Albüm dışında neler yapıyorsunuz?
 
Çok fazla plan yapmamaya çalışıyorum açıkçası. Müziğin maalesef önemli olmadığı bir dönemdeyiz çünkü. Albüm ile bir şişeye mesaj koyup okyanusa atıyorsunuz bir yere varmasını da beklemeden. Ancak bir yere varmışsa oradan size bir yankı geliyor. Yurt dışında Türk müziği yayınları üzerine bir çalışmam var. Derneğimizin bir projesi bu. Hem eski hem yeni Türk bestelerini arp için teker teker nota edisyonları haline getiriyoruz.Bunların yayına hazırlanması, ön sözlerinin yazılması, batılıların anlayacağı şekilde Türk müziğinin yazılması ve güvenle icra edebilecekleri bir formata getirilmesi için çalışıyoruz. İngiltere'de uluslararası bir yayıncımız var. İngiltere'de bir Arp Festivali'nde bizi dinledikten sonra gelen giden sormuş 'bunların notaları yok mu' diye.

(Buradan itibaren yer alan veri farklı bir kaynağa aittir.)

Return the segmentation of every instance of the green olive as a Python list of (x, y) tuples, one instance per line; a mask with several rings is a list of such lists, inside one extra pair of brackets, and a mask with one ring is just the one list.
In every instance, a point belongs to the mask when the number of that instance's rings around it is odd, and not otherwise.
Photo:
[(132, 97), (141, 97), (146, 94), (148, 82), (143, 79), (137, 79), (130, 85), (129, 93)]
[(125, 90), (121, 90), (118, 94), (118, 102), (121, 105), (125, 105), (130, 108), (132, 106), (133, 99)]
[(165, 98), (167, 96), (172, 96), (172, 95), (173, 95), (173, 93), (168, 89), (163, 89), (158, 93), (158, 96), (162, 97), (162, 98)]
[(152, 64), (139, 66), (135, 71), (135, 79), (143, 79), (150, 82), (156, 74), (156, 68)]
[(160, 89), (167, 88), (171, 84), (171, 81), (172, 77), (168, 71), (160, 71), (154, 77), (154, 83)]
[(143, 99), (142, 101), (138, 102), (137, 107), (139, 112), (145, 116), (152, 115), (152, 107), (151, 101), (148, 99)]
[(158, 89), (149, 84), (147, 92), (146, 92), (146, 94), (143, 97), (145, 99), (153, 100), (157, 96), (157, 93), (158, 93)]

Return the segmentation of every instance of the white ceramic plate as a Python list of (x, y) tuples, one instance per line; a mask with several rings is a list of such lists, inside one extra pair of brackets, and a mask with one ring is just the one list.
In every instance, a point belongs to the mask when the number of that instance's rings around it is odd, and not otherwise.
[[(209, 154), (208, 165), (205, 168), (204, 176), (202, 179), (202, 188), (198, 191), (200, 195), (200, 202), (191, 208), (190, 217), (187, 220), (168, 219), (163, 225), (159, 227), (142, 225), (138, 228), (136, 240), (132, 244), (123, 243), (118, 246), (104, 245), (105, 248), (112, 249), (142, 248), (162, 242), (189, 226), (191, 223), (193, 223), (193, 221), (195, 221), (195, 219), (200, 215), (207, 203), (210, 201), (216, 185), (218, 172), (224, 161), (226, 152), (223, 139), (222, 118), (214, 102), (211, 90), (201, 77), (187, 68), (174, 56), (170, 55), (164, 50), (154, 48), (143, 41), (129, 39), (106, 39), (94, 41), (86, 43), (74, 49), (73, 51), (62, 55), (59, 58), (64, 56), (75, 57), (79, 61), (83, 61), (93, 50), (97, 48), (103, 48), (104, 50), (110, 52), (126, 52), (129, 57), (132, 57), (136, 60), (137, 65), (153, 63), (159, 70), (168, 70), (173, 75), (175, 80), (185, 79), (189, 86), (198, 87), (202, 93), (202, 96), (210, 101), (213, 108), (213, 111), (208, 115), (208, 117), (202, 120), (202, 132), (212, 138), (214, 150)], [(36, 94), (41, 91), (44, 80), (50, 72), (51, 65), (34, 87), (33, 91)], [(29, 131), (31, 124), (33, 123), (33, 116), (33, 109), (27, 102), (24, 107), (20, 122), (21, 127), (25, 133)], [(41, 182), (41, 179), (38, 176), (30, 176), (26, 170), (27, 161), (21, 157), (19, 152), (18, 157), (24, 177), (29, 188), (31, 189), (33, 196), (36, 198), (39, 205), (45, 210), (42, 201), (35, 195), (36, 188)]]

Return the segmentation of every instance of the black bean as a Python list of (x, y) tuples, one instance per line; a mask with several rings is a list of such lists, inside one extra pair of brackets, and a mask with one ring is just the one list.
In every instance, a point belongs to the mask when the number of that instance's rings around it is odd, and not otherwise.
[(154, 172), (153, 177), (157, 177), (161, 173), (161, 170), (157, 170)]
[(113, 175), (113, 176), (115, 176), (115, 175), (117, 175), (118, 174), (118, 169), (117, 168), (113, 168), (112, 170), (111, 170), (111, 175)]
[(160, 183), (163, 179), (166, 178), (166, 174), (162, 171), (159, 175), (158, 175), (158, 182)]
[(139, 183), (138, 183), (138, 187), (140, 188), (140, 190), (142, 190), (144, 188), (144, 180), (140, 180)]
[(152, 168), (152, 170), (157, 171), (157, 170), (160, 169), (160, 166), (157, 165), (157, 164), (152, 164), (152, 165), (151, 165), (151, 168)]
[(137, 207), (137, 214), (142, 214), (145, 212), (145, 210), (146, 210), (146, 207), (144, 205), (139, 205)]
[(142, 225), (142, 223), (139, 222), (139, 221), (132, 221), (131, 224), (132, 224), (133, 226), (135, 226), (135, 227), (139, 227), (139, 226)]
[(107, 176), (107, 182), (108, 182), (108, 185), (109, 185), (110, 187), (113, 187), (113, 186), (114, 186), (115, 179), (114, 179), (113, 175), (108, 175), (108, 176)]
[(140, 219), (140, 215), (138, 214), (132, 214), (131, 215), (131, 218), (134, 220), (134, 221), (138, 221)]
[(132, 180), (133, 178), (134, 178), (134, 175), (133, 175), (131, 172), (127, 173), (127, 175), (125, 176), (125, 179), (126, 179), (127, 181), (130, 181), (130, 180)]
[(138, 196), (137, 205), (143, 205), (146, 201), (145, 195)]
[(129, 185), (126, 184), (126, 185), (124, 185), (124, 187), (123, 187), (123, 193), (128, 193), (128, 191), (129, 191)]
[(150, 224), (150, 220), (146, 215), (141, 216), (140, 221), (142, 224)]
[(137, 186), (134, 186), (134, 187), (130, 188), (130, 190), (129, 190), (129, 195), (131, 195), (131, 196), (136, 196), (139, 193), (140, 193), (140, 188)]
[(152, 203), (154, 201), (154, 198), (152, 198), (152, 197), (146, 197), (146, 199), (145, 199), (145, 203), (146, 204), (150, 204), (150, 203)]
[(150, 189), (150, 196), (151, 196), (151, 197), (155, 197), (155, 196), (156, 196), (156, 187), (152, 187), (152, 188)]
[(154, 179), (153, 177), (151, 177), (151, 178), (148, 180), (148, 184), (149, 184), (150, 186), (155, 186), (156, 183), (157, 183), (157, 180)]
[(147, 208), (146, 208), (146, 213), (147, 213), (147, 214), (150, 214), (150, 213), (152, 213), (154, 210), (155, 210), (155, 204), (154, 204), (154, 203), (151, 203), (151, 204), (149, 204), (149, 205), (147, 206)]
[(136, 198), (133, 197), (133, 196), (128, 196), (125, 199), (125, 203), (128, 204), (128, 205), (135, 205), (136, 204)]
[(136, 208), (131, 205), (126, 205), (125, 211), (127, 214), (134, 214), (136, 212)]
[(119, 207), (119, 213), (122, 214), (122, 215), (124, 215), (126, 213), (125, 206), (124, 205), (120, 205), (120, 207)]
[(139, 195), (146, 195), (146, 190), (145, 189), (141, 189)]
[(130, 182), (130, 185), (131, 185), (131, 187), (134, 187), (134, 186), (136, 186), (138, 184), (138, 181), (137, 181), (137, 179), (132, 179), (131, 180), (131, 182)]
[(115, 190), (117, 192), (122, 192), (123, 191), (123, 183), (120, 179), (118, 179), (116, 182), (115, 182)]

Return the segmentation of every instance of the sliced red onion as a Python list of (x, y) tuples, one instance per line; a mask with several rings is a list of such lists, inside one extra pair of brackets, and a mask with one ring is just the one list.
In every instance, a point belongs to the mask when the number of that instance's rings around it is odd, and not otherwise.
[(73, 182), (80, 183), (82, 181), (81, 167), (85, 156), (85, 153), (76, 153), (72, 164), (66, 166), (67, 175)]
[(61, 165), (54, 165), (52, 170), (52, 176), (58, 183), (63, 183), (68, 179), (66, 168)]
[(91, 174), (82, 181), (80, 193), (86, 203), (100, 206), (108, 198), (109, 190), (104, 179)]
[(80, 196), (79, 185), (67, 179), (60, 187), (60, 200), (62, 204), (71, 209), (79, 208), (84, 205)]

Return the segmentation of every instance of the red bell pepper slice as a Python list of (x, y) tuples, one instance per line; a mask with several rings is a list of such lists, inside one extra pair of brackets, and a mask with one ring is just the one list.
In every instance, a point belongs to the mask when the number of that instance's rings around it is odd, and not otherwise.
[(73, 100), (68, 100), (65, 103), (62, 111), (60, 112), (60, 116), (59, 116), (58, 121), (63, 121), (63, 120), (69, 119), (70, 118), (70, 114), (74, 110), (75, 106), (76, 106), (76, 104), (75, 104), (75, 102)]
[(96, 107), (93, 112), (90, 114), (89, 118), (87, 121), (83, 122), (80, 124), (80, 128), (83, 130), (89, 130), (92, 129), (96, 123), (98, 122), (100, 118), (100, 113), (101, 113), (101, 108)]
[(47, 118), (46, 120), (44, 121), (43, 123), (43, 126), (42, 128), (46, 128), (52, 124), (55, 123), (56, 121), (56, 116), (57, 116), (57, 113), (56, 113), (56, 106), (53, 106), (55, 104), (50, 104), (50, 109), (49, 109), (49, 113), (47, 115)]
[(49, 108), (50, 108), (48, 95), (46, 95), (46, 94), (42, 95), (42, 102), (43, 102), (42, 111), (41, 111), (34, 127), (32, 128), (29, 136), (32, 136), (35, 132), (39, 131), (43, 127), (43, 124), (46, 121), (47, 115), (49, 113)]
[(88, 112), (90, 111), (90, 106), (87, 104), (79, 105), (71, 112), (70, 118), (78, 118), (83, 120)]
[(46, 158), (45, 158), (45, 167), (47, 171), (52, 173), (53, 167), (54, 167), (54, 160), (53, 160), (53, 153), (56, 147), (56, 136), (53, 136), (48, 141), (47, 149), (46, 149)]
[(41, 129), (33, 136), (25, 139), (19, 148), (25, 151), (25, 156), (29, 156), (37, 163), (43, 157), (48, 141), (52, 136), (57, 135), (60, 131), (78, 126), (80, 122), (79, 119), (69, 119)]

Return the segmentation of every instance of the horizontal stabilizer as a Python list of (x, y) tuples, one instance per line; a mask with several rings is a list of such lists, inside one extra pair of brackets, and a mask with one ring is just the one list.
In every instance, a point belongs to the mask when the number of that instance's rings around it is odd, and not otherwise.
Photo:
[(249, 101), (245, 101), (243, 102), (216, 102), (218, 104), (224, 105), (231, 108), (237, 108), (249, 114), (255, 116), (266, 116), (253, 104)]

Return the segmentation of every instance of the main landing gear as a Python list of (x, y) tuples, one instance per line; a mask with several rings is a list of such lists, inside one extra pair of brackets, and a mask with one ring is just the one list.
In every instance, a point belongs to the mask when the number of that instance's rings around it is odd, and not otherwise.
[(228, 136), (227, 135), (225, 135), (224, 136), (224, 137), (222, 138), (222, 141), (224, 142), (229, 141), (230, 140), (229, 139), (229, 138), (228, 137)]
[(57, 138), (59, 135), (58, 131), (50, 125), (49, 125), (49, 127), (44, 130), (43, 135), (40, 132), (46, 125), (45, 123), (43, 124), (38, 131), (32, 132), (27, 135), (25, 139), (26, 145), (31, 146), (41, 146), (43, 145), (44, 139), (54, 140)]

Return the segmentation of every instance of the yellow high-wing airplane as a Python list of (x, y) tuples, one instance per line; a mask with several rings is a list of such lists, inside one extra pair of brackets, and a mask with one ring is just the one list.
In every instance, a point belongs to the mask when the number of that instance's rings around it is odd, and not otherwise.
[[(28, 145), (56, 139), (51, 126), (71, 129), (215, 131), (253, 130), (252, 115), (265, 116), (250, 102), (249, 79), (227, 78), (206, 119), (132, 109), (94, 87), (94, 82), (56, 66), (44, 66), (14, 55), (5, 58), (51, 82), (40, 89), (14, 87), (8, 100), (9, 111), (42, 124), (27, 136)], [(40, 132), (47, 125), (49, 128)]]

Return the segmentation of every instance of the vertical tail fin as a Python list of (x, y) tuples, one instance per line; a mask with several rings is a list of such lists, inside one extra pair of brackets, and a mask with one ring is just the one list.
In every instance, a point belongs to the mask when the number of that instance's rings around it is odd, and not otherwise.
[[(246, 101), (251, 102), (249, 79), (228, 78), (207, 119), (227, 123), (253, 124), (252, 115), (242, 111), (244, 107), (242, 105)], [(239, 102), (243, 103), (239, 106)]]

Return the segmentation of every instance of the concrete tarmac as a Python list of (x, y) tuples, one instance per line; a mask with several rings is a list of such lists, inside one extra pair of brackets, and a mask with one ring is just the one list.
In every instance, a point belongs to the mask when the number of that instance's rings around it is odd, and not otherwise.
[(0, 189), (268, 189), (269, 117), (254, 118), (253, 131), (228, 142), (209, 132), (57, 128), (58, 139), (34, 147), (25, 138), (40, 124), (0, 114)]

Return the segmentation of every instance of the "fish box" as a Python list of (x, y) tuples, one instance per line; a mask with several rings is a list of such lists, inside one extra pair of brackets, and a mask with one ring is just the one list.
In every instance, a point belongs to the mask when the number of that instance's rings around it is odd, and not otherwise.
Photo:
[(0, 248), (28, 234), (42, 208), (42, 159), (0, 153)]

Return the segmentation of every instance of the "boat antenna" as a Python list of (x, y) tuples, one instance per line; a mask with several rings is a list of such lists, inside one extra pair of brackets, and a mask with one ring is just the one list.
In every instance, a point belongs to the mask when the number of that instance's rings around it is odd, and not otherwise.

Yayıncı 'bize yazar mısınız' diye sordu ve biz başladık yazmaya. Ama hızlanmamız gerekiyor. Bu proje için kaynak arayışı içerisindeyiz.
 
Tamamlandığında müzik camiasına takdim edilecek, dijital ortamlarda da ulaşılabilir olacak. Bu çalışma ile müzik kültürümüzü tanıtırken tüm dünyadaki arpistler Türk bestelerini çalabilir hale gelecek. Albüm yayınlamak  yetmiyor, nota yayınlamazsanız insanlar çalamıyor sizin eserlerinizi. Birkaç kitap çıktı. Bu yıl ki hedefimiz 40 eser yayınlamak: biri metot niteliğinde, makamları anlatan Türk Müziği Lezzetleri adında icra edebildiğimiz 16 makamda küçük alıştırmalar ve küçük parçalar içeren bir çalışma olacak, bunu hazırlıyoruz şu an. Yayın işi çok önemli bunu özellikle uluslararası platformda yapmaya çalışıyoruz. Bu ilmi bir çalışma, çünkü müzik hem sanat hem ilimdir ve bunları destekleyecek hamilere ihtiyacımız var.